Author: Christopher Ritchie
Publisher: GP Publishing
RRP: £7.99
ISBN: 978 0 9931639 7 5
Publication Date: 20 June 2015

Beneath the visible world the Ordinary are gathering to supplant humanity as the dominant species on Earth. Created and sustained by the negative energies created by acts of credulity or degradation, the increase in violence, pornography and crime which characterises the twentieth century has allowed them to grow to the point where they are a credible threat to a humanity largely unaware of their existence...

The Ordinary (2015. 306 pages) is the second horror novel from Christopher Richie, following his debut book, House of Pigs, characters from which reoccur in this story.

The book is not as surreal as its predecessor, but it does have its own dark charms. It may be obvious to say that this is not a book for those who are easily offended, as it deals with the necessary negative energies which feed the Ordinary, so there is a lot about pornography, references to rape and mutilation, disturbing scenes of death. On the other hand, this is not to say that the book does not contain some very dark humour.

As the reader, we follow a multi-threaded narrative where all the characters are more or less connected, whether they are aware of this or not. The first character we meet is Piotr, a seemingly tortured individual who is plagued by nightmares of his sister; a sister who he believes was taken and used by pornographer, Lazarous. He views this work as an act of depravity and Lazarous as a latter-day devil, one which needs to be confronted.

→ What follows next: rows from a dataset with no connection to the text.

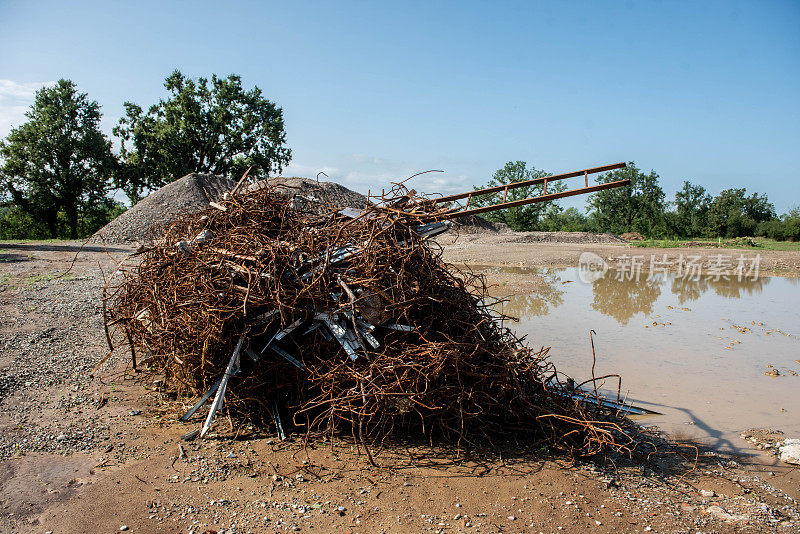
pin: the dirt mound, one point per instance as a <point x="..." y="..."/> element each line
<point x="191" y="193"/>
<point x="632" y="236"/>
<point x="323" y="196"/>
<point x="565" y="237"/>
<point x="473" y="224"/>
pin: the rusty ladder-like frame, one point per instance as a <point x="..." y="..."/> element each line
<point x="462" y="211"/>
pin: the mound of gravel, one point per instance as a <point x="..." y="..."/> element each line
<point x="565" y="237"/>
<point x="316" y="196"/>
<point x="473" y="224"/>
<point x="191" y="193"/>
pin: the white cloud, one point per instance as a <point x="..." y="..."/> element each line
<point x="366" y="173"/>
<point x="15" y="99"/>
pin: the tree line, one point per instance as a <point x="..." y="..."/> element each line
<point x="61" y="178"/>
<point x="643" y="207"/>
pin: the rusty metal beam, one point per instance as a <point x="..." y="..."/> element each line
<point x="532" y="200"/>
<point x="515" y="185"/>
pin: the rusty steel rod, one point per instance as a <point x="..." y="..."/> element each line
<point x="535" y="181"/>
<point x="525" y="201"/>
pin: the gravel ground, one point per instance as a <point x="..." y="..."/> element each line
<point x="48" y="368"/>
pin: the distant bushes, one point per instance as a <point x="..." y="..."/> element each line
<point x="644" y="208"/>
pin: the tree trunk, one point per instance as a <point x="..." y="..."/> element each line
<point x="71" y="211"/>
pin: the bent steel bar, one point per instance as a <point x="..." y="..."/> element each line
<point x="535" y="181"/>
<point x="522" y="202"/>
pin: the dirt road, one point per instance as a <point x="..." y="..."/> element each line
<point x="103" y="453"/>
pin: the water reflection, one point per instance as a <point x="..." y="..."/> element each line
<point x="550" y="295"/>
<point x="622" y="299"/>
<point x="688" y="289"/>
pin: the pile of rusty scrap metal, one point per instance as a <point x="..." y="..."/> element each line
<point x="348" y="321"/>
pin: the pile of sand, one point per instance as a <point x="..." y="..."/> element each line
<point x="474" y="224"/>
<point x="320" y="196"/>
<point x="565" y="237"/>
<point x="193" y="192"/>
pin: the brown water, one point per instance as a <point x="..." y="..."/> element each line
<point x="695" y="350"/>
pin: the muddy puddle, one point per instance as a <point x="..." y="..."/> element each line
<point x="715" y="357"/>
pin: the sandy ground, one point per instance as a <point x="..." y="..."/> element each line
<point x="506" y="250"/>
<point x="81" y="453"/>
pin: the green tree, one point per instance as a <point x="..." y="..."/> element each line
<point x="215" y="127"/>
<point x="637" y="208"/>
<point x="734" y="214"/>
<point x="692" y="203"/>
<point x="521" y="218"/>
<point x="58" y="164"/>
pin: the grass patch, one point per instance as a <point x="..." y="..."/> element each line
<point x="744" y="243"/>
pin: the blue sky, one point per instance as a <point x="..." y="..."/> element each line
<point x="376" y="91"/>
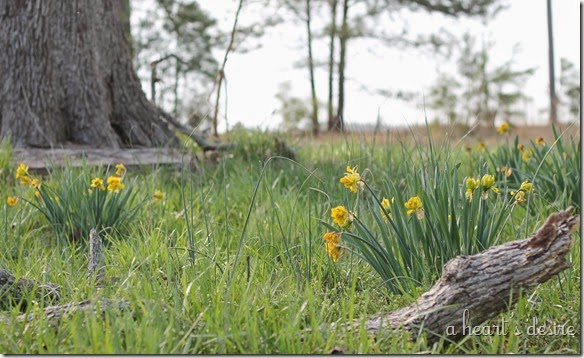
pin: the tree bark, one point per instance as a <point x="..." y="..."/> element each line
<point x="343" y="38"/>
<point x="481" y="286"/>
<point x="66" y="76"/>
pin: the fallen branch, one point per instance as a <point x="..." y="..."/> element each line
<point x="190" y="132"/>
<point x="482" y="286"/>
<point x="14" y="292"/>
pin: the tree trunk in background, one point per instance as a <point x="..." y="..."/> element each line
<point x="331" y="115"/>
<point x="314" y="116"/>
<point x="344" y="36"/>
<point x="553" y="97"/>
<point x="66" y="76"/>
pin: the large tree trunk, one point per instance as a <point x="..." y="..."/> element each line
<point x="67" y="77"/>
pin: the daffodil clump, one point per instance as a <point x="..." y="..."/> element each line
<point x="503" y="128"/>
<point x="414" y="205"/>
<point x="519" y="195"/>
<point x="79" y="202"/>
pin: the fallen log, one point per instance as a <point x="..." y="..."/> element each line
<point x="474" y="289"/>
<point x="14" y="291"/>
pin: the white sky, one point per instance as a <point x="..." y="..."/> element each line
<point x="253" y="78"/>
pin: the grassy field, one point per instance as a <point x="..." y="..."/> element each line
<point x="230" y="258"/>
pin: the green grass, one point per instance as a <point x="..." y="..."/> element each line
<point x="233" y="259"/>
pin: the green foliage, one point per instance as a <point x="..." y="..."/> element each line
<point x="73" y="202"/>
<point x="234" y="262"/>
<point x="553" y="168"/>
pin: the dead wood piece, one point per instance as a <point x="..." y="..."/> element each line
<point x="13" y="291"/>
<point x="40" y="159"/>
<point x="190" y="132"/>
<point x="96" y="264"/>
<point x="481" y="286"/>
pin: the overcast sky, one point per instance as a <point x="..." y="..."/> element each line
<point x="254" y="77"/>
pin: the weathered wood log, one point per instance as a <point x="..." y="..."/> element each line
<point x="481" y="286"/>
<point x="76" y="156"/>
<point x="13" y="291"/>
<point x="95" y="264"/>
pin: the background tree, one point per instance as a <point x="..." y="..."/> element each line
<point x="552" y="73"/>
<point x="67" y="77"/>
<point x="484" y="92"/>
<point x="570" y="87"/>
<point x="361" y="19"/>
<point x="174" y="41"/>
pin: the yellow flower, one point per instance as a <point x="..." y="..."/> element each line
<point x="332" y="244"/>
<point x="97" y="183"/>
<point x="526" y="156"/>
<point x="22" y="174"/>
<point x="158" y="196"/>
<point x="503" y="128"/>
<point x="526" y="186"/>
<point x="35" y="183"/>
<point x="471" y="185"/>
<point x="520" y="147"/>
<point x="121" y="170"/>
<point x="341" y="216"/>
<point x="519" y="197"/>
<point x="114" y="184"/>
<point x="507" y="171"/>
<point x="415" y="206"/>
<point x="385" y="208"/>
<point x="352" y="179"/>
<point x="12" y="200"/>
<point x="21" y="171"/>
<point x="488" y="182"/>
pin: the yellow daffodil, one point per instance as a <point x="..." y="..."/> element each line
<point x="12" y="200"/>
<point x="503" y="128"/>
<point x="385" y="207"/>
<point x="97" y="183"/>
<point x="519" y="197"/>
<point x="506" y="171"/>
<point x="526" y="186"/>
<point x="114" y="183"/>
<point x="22" y="174"/>
<point x="34" y="183"/>
<point x="352" y="179"/>
<point x="414" y="204"/>
<point x="520" y="147"/>
<point x="121" y="170"/>
<point x="471" y="185"/>
<point x="333" y="245"/>
<point x="341" y="217"/>
<point x="526" y="156"/>
<point x="488" y="182"/>
<point x="158" y="196"/>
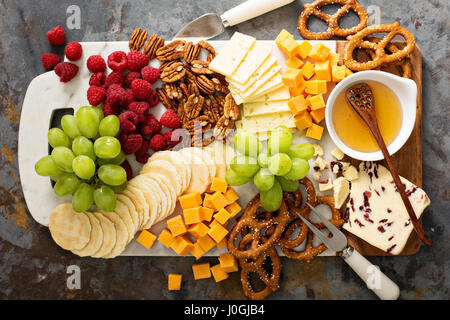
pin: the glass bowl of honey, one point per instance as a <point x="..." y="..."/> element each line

Across town, Jock and Bleach have a very prosperous line of work with Stanley, acquiring teenage girls for his macabre collection, though why Stanley employs them is initially a mystery as neither is particularly efficient in this role and Bleach spends most of his time stoned, which leads to the occasional accident where he kills one of the victims.

As the bodies start to mount up, the police try their best to make sense of what appears to be senseless killings, even turning to Robert a retired policeman whose innate intuition had previously help solve difficult crimes. Robert goes off to examine the latest crime scene, leaving his son, Jez, with his new girlfriend, Maria, who seems to have a connection to some of the dead girls.

Evil is a relative term in the book, where Richie could have made the Ordinary fearful monsters, in a panto way, their existence is much more subtle. They are the product of mans own evil and so have little choice except to emulate this. They neither excuse nor deny their actions, unlike the human characters in the book, many of whom make their living either causing or reporting on human misery. I suspect that the author would view the news as entertainment made out of other peoples pain and suffering, which viewers consume mindlessly, whilst stuffing their faces with microwave dinners.

The Ordinary’s presentation does raise questions for the reader as to who the bad guys really are, after all as creatures we murder and consume other creatures for pleasure and the Ordinary are only following our example.

For all of the seemingly dark things which Stanley engages in, he does so with great humour and comes across as the most unintentionally funny character in the book, followed by the tragically amusing Jock and Bleach, whereas few of the humans show even these redeeming features.

It’s not a comfortable read, but it is an interesting ride into humanities heart of darkness.